Report on the 55th United Nations Commission on the Status of Women (UNCSW) and the NGO parallel events including Anglican Women’s Empowerment (AWE), February 20-26, 2011: Anglican Women’s Empowerment AWE , Kim Robey, Chair. And, AWE at the UNCSW. My trip to NYC and the UNCSW was sponsored by AWE. Also sponsored was a woman from Haiti and a woman from the Philippines.

What I learned
In every workshop I attended at this UNCSW I learned that while nations and countries sign treatises and adopt laws, resolutions, and regulations pertaining to the equal access of women and girls to education, employment, and safety, there are no mechanisms in place to ensure the implementation of the treatises, laws, resolutions or regulations, nor process of accountability for living into them.

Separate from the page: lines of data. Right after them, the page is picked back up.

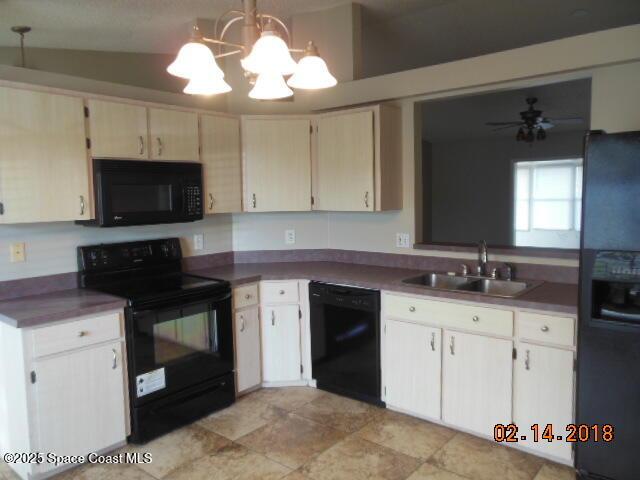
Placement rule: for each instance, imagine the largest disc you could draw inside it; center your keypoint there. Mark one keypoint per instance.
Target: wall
(472, 185)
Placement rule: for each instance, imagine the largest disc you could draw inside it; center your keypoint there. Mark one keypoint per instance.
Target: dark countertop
(50, 307)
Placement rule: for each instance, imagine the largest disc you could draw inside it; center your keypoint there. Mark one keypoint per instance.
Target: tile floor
(305, 434)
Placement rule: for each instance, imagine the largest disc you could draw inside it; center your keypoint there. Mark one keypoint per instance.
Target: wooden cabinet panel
(281, 358)
(413, 368)
(118, 130)
(79, 401)
(344, 175)
(543, 394)
(476, 381)
(174, 135)
(43, 158)
(221, 163)
(277, 156)
(247, 328)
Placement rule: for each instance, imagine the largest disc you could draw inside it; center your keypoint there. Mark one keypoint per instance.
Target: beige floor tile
(411, 436)
(233, 462)
(105, 472)
(243, 417)
(178, 448)
(481, 459)
(292, 441)
(430, 472)
(339, 412)
(287, 398)
(358, 459)
(553, 471)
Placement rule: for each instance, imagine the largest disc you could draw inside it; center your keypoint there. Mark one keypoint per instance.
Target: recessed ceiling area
(466, 117)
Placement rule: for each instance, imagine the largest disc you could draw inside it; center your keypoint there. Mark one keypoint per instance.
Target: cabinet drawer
(473, 318)
(245, 296)
(279, 292)
(76, 334)
(546, 328)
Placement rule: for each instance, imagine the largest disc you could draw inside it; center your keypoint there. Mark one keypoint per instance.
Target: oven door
(178, 346)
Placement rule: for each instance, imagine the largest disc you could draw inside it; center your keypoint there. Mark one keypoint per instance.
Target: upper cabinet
(174, 135)
(358, 161)
(44, 173)
(118, 130)
(222, 163)
(277, 159)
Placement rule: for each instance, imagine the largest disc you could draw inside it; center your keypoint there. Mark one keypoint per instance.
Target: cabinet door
(281, 358)
(476, 381)
(413, 368)
(44, 174)
(79, 401)
(344, 174)
(118, 130)
(543, 394)
(174, 135)
(221, 162)
(277, 164)
(247, 329)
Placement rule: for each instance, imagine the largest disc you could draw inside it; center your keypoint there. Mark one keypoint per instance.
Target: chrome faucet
(482, 258)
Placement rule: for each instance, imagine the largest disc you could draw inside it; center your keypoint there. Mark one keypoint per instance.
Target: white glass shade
(195, 59)
(206, 85)
(270, 85)
(311, 74)
(269, 52)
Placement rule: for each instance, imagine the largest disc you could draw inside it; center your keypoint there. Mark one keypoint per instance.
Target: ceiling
(465, 117)
(152, 26)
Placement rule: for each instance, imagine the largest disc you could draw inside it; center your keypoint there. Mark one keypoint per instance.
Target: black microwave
(131, 192)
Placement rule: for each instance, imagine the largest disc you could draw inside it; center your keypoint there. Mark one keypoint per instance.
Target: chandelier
(265, 57)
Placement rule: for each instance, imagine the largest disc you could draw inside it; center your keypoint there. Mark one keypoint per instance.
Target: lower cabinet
(247, 334)
(543, 394)
(413, 360)
(476, 381)
(281, 356)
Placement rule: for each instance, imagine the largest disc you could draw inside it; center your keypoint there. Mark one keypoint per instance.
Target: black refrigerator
(608, 378)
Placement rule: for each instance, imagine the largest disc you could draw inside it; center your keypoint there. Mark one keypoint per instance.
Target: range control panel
(117, 256)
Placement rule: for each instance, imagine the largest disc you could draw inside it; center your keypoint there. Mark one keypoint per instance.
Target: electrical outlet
(402, 240)
(290, 237)
(198, 241)
(16, 252)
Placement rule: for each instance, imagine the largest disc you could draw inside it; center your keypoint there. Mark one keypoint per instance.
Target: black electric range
(178, 330)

  • Laws that emphasize “Domestic” ie domestic violence tend to do four things:
    1. they perpetuate the idea that women are victims and therefore helpless,
    2. they minimize the role of the perpetrator
    3. they minimize the criminality of the violence perpetrated
    4. some societies over look issues of domestic violence because the culture believes that what happens in the home is private and should be managed privately

  • In other words laws need to be crafted that emphasize the criminality of the violence and perpetrator and eliminate the idea of the crime being “domestic.”

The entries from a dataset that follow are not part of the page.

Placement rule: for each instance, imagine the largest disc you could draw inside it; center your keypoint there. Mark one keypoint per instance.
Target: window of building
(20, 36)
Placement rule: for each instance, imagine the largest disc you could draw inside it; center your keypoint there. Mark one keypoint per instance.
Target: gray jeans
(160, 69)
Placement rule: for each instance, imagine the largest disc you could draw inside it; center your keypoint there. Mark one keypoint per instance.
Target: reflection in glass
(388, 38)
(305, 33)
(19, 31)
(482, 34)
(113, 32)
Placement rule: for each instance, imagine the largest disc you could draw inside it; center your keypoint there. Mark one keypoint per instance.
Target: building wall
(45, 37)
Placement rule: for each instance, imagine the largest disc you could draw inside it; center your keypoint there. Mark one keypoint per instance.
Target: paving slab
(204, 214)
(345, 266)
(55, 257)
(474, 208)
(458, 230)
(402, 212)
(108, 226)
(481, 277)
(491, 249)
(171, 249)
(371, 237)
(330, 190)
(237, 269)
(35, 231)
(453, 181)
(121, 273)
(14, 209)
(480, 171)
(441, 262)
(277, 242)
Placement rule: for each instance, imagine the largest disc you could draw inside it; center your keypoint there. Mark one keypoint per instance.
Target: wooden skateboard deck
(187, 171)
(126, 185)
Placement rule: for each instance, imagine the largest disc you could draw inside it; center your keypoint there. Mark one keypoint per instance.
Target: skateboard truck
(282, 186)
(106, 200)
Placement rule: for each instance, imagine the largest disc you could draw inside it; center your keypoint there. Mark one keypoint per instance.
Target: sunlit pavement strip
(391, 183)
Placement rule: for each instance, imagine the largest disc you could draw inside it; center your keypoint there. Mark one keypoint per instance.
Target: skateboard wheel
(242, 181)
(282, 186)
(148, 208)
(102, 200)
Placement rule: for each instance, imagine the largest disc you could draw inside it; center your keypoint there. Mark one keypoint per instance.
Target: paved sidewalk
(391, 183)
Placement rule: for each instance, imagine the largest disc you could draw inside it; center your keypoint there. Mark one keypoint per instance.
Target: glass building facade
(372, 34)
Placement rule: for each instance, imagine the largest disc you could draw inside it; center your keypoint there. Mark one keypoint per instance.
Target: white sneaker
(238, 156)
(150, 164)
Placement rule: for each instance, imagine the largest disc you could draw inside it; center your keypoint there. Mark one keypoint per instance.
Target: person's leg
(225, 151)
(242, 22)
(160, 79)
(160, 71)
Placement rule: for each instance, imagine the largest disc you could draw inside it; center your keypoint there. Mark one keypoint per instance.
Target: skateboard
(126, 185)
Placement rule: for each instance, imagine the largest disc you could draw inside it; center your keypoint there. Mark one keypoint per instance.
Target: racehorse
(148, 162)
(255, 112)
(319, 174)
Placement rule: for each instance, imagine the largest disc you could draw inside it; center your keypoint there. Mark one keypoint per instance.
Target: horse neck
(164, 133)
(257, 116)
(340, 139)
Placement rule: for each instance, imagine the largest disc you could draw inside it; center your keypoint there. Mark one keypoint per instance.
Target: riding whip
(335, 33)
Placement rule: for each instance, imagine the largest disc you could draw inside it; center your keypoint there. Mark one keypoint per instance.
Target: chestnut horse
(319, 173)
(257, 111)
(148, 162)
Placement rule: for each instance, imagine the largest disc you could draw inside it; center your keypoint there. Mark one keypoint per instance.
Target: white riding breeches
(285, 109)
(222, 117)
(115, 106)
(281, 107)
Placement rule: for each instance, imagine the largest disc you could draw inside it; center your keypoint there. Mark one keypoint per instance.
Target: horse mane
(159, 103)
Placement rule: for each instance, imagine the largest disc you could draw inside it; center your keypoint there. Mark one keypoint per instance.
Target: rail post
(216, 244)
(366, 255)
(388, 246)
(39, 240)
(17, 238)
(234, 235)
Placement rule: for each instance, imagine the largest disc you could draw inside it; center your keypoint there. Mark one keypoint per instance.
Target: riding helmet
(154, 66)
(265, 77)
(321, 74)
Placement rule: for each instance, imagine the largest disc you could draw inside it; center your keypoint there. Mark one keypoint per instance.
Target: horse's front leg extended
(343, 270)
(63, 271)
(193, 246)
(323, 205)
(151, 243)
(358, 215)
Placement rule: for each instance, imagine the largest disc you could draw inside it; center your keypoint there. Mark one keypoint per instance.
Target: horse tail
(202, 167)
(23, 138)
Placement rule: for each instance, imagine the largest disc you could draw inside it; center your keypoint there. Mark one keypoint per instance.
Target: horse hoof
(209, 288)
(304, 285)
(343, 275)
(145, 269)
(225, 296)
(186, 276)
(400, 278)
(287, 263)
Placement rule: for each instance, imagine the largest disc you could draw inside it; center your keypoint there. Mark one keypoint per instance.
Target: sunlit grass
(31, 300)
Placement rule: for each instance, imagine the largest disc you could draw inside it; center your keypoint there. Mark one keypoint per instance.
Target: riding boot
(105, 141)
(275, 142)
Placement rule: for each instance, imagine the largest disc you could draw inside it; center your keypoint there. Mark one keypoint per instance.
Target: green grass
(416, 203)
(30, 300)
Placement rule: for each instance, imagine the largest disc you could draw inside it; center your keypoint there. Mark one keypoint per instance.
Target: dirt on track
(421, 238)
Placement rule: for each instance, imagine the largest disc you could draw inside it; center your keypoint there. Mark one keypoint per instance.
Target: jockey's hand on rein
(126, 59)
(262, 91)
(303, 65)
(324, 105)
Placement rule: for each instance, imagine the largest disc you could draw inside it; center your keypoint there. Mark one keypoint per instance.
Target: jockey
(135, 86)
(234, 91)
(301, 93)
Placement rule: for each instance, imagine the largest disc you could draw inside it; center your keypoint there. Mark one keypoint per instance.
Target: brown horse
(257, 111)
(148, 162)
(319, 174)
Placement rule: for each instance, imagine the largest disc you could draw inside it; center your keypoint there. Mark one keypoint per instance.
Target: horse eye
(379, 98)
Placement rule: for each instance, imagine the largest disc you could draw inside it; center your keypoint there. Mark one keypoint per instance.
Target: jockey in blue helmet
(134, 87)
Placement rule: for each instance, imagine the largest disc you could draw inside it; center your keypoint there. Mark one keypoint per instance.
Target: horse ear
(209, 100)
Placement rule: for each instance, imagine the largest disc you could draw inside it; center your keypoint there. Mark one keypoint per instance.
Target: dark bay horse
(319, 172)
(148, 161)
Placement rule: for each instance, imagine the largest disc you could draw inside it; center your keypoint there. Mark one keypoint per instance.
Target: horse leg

  • Civil Society is dependent upon citizens becoming aware of the issues of their culture and being willing to act on behalf of the less fortunate within that culture
  • Grassroots movements have power and can make a difference

  • Micro-credit resources to women need to minimize the reporting and pay-back process which is currently over-burdening women who do not have access to technology

  • Women need to become part of Peace Negotiations and Discussions – currently there are no women at the table, including none in the discussions taking place to restructure Egypt.

  • The “Feminization” of AIDS and poverty is minimizing the significance of these as global crises

  • Two-thirds of illiterate people world-wide are women

  • The key to economic growth is the access to QUALITY education AND employment of women and girls

  • War always plays out with increased violence toward women and children

  • War is expensive, violence toward women/children is not
    • Violence towards women/children, as a guerrilla tactic of war, is inexpensive
    • a frighteningly effective strategy
    • available 24/7

  • Corporations have an obligation, responsibility, and accountability to prevent and eliminate the prevalence of Internet Sex Trafficking of women and children

  • Craigslist had a multi-million dollar profit from hosting an “adult” section which perpetrated sex trafficking and violence against women – a grassroots protest movement caused Craigslist to eliminate the section

  • Prostitution is the “end point” of sex trafficking not the entrance point

  • Don’t call it “work” when talking about the sex trade. Women are never “sex workers” – a term that serves to legitimize a reality of oppression, violence, control, and the fear that one has no other choices in life. It also never really provides a viable income for the woman/child.

  • We need to work to abolish the sex-tourism trade
  • We need to hold the consumer of sex-tourism accountable for criminal acts

  • Regarding ecology – there is a direct link between the deforestation of the land and violence against women

Comments

That's a lot for one short week! Sounds great.
Any word on the other?
Jan said…
Good things to ponder.
Unknown said…
Thank you for all the time and energy and work you have done to bring back the information from the conference in this post and others. We need to know and be reminded about these hard truths about our sister's lives and the things that affect them,
also prayers for good news soon re: call.